Estrogenic induction of cannabinoid CB1 receptor in human colon cancer cell lines.
Cannabinoids are a class of compounds that have the ability to activate two specific receptor subtypes, the cannabinoid CB1 and CB2 receptors. CB1 receptor is a G-protein-coupled receptor that is linked to the signal transduction pathways. The cumulative effects of this receptor have important implications in the control of cell survival and cell death having the potential to regulate tumor cell growth. In this connection, interest has been focused on factors such as sex steroid hormones, which regulate CB1 receptor expression. The aim of this study was to investigate the effects of 17beta-estradiol exposure on the CB1 receptor gene and its protein expression in human primary tumor colon cancer cell lines, such as DLD-1, HT-29 and one lymph node metastatic cell line, SW620.
MATERIAL AND METHODS:
CB1 gene expression was determined using quantitative reverse transcriptase-polymerase chain reaction (RT-PCR) in DLD-1, HT-29 and SW620 cells treated at different times and doses of 17beta-estradiol exposure. CB 1 protein expression was detected by Western immunoblot.
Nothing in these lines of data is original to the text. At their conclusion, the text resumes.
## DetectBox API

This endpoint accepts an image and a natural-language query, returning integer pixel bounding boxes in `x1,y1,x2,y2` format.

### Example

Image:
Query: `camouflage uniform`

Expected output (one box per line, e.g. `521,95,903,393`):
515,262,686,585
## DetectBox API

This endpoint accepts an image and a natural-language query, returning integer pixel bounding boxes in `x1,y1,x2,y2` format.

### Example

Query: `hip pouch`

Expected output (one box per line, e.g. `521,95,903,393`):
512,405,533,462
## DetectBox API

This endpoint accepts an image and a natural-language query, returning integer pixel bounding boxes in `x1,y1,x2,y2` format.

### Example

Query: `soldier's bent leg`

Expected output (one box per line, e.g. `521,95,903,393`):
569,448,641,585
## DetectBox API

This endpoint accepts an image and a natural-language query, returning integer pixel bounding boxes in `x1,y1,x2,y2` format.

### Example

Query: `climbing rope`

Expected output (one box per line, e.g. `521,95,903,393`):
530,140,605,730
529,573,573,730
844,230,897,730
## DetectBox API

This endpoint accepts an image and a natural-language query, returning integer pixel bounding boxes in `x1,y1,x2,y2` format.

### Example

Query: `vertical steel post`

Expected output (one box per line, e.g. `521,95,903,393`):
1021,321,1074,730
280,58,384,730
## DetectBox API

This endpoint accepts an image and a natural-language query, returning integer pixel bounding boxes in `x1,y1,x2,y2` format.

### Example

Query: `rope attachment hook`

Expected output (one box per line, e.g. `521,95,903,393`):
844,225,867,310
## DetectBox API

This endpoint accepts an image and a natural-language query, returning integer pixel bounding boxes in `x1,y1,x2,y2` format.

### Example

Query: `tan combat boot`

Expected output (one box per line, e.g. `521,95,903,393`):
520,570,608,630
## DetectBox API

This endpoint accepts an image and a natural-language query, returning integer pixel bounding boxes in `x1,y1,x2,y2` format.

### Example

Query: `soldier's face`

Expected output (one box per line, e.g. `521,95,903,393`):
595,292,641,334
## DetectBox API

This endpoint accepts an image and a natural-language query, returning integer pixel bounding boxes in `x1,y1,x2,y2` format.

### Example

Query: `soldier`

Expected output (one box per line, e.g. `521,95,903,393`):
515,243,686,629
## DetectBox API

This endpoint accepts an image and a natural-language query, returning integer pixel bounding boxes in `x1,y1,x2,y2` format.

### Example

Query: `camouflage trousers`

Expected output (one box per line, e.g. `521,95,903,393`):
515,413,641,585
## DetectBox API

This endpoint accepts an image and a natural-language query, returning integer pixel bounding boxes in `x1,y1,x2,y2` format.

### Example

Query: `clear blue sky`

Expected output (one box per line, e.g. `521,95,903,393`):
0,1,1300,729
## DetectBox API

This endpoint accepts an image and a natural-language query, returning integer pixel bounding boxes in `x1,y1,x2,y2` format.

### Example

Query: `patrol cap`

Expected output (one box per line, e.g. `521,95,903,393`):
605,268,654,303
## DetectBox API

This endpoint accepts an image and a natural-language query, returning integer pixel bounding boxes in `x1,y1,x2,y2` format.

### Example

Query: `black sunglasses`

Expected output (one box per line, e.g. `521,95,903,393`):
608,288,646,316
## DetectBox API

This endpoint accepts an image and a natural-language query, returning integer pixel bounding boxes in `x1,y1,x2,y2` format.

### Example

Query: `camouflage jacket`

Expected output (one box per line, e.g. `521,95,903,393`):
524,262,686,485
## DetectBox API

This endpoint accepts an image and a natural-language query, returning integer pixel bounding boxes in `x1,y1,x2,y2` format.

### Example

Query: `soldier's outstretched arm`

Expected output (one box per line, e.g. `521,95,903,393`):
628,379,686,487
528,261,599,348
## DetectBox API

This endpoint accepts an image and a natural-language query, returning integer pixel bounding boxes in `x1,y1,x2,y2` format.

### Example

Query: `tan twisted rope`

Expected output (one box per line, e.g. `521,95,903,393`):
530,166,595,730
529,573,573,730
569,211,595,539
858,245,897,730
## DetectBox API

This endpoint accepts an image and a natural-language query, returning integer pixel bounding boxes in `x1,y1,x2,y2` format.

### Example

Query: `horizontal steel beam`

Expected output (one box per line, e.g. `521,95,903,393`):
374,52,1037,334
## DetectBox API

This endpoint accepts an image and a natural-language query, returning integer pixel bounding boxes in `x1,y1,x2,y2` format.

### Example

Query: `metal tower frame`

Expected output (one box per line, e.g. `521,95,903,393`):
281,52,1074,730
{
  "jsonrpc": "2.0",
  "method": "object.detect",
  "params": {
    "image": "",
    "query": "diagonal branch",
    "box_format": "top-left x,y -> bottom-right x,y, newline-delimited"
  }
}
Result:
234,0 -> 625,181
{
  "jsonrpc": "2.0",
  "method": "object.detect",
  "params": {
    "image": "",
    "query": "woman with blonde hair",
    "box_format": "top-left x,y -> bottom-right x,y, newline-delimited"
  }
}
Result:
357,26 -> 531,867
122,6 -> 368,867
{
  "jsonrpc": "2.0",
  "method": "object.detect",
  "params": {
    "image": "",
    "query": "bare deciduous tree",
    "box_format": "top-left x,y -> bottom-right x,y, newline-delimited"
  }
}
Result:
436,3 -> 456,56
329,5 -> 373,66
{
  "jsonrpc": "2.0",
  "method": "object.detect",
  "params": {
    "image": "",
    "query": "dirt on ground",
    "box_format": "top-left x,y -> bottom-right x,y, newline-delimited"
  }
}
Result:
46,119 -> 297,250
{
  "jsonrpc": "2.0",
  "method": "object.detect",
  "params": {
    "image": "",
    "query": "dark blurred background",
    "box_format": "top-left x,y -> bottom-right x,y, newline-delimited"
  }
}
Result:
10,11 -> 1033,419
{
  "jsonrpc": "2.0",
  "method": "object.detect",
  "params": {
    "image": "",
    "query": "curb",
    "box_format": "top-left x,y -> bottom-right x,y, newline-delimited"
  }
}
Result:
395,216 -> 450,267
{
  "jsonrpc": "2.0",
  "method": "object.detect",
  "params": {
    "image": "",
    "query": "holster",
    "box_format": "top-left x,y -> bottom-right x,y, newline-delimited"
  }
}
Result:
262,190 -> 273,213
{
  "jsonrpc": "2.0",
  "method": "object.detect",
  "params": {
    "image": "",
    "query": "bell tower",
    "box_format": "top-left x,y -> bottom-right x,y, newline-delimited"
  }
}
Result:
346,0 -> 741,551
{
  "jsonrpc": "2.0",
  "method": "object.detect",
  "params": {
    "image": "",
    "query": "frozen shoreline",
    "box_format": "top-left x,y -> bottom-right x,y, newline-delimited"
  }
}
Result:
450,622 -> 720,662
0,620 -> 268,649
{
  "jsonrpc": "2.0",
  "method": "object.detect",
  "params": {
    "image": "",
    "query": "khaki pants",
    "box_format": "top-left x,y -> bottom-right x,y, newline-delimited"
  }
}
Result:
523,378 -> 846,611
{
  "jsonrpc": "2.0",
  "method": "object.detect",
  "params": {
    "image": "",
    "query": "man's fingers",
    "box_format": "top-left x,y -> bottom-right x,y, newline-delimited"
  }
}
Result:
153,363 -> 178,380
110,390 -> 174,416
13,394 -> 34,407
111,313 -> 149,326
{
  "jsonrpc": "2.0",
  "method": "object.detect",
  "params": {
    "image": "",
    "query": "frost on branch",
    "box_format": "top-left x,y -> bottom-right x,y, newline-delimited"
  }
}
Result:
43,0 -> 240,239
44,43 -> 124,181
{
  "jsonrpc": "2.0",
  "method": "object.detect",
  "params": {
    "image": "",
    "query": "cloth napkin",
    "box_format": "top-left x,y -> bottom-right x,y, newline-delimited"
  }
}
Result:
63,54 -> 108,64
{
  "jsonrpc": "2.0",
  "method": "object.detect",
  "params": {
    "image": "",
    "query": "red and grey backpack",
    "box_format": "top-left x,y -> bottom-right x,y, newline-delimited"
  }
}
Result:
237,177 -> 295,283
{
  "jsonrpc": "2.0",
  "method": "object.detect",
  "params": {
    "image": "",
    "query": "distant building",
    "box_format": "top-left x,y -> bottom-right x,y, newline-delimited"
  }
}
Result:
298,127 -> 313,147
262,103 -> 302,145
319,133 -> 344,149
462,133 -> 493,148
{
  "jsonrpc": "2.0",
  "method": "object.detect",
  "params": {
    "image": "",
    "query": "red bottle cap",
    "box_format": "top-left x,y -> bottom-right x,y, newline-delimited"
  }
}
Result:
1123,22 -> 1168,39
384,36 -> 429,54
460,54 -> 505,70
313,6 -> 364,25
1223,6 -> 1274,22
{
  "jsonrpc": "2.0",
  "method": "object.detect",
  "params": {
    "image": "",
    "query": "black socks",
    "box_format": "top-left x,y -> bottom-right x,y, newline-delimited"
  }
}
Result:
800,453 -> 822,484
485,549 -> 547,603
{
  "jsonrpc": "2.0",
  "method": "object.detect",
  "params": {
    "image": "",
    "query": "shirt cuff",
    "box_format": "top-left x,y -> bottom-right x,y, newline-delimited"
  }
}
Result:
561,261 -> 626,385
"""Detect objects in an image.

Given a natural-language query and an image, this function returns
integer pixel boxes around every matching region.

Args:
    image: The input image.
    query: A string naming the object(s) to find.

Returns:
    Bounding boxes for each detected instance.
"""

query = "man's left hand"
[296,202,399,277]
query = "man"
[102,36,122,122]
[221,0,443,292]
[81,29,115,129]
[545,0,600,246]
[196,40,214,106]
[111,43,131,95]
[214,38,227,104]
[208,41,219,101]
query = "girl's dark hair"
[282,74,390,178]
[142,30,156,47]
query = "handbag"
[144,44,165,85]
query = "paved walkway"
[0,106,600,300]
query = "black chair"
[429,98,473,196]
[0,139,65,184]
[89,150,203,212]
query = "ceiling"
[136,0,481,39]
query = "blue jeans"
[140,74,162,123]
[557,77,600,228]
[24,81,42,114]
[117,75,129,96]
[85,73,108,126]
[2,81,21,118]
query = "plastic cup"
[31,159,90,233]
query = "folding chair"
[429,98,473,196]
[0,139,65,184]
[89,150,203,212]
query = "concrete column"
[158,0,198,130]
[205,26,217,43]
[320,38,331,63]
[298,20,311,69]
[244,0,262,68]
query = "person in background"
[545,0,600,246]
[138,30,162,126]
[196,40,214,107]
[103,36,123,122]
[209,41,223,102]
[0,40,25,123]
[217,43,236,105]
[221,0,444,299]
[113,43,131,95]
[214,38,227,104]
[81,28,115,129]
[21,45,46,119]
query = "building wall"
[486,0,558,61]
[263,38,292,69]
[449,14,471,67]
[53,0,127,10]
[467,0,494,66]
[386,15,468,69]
17beta-estradiol induced CB1 gene expression in all the human colon cancer cells studied. The early induction of CB1 receptor mRNA in DLD-1 and SW620 cells was mediated by the estrogen receptor because the pure estrogen antagonist, ICI 182,780, was able to counteract this effect. Estrogenic induction of the CB1 receptor was also detectable at protein level in all cell types tested.
The CB1 receptor can be considered an estrogen-responsive gene in DLD-1, HT-29 and SW620 cells. Up-regulation of CB1 expression by 17beta-estradiol is a further mechanism of estrogens to control colon cancer proliferation.